AFTER-tax earnings for the six months to June fell to R73-million, the result of a loss of production at its Camps Drift hot finishing mill, which was out of commission for 46 days after a failure in its main 68-ton motor.
Such is the importance of this one motor that Hulamin's share price increased by 1.8% on June 19 on news that it had been repaired and recommissioned.
Hulamin CEO Richard Jacob said "efforts to recover the backlog are progressing apace".
Although the South African market is an important element of Hulamin's business, a significant portion of rolled products are exported to Europe, North America, the Middle East and Asia.
The general weakening in global demand has resulted in the outlook for Hulamin's margins being uncertain - though the company's order book remained healthy for the remainder of the year.
The company expects to extract further operational improvements and production efficiencies by increasing volumes, improving yields and managing costs.

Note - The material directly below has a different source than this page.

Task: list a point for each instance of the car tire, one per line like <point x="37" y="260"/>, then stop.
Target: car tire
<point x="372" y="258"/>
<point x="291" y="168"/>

Hulamin's products are used in the automotive, packaging and construction sectors.
The company announced good progress in its internal manufacturing excellence programme, designed to improve its efficiency and reduce costs.
According to Jacob, the programme lost momentum during the period of disruption caused by the hot mill breakdown, but is being regained as operations normalise.
Hulamin's share price was trading at R4.60 this week, up 2.2% on the release of the results.